"What you really long for is a deep intimacy with your own experience—the deepest acceptance of every thought, every sensation, every feeling. And that cannot come from outside of yourself.” Jeff Foster
My earlier definition of acceptance was to accept my interpretation, or my thoughts about people, places, things, and events (PPTE). I didn’t realize how much my interpretation was influenced by my own personal history and conditioning, the assumption that I knew how things should be, and my resistance to feeling discomfort or disruption to my habitual way of seeing things. These influences cause tension. The tension is uncomfortable and motivated me to seek acceptance to relieve it (after years of trying to control the universe or numb myself with substances of one form or another.) The thought loop of the process is below:
Unfortunately many times the next thought loop’s event was my inability to accept, and round and round I’d go.
As I’ve come to learn that the brain’s function is to survive and it’s interpretations of PPTE are always through the lens of how it may be threatening, I understand that acceptance of my habitual thoughts isn’t as helpful or long lasting as desired. For sure, it is healthier and less disruptive than attempts to control PPTE or numbing my discomfort.
Here is another way to look at acceptance:
A PPTE comes my way that generates habitual thinking followed by resistance to the thinking. The tension from the resistance informs me that I am thinking. Period. No need to dive into the content of my thinking. My relationship to thought changes from reactive to deep understanding and acceptance of my humanity. When I am grounded in this understanding, my responses are wiser and more intelligent as opposed to reactive from habitual thought.

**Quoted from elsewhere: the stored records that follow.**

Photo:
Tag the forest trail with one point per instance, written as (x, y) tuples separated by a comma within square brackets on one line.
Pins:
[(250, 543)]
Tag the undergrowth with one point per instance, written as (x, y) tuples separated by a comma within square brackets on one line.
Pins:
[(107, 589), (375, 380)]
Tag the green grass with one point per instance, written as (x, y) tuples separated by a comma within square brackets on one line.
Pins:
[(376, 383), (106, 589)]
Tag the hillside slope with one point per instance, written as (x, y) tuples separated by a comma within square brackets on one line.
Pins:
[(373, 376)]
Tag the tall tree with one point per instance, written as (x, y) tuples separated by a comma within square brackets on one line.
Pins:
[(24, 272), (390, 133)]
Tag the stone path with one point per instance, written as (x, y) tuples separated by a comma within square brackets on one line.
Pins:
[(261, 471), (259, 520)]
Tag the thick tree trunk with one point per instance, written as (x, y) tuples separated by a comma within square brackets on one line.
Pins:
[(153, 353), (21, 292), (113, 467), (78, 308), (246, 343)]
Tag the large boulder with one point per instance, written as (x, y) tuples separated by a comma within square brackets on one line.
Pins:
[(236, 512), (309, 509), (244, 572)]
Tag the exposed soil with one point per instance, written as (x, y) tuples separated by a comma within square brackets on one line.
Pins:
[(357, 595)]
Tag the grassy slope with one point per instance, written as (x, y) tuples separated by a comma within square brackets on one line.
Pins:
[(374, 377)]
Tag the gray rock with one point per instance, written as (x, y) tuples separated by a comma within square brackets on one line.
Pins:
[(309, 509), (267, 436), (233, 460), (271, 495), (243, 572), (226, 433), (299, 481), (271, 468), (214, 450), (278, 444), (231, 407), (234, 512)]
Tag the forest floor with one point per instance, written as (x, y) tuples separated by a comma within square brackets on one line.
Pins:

Acceptance of my humanity means I don’t need to take my thoughts so personal, a lot of them are just on repeat. It also means that sometimes I get caught up in them as if they were the gospel truth. With this understanding I can be gentle with myself when I can’t find the exit from a thought loop, and much more graceful and grateful when I have space from all the chitter chatter of my brain.
How can acceptance of your humanity affect your relationship to your habitual thoughts?
How might it affect your habitual behaviors, e.g. overdrinking, overeating, over internet surfing, etc.
You are so much more than your protective brain and the thoughts it generates. Can you feel the spaciousness outside of your thought loops?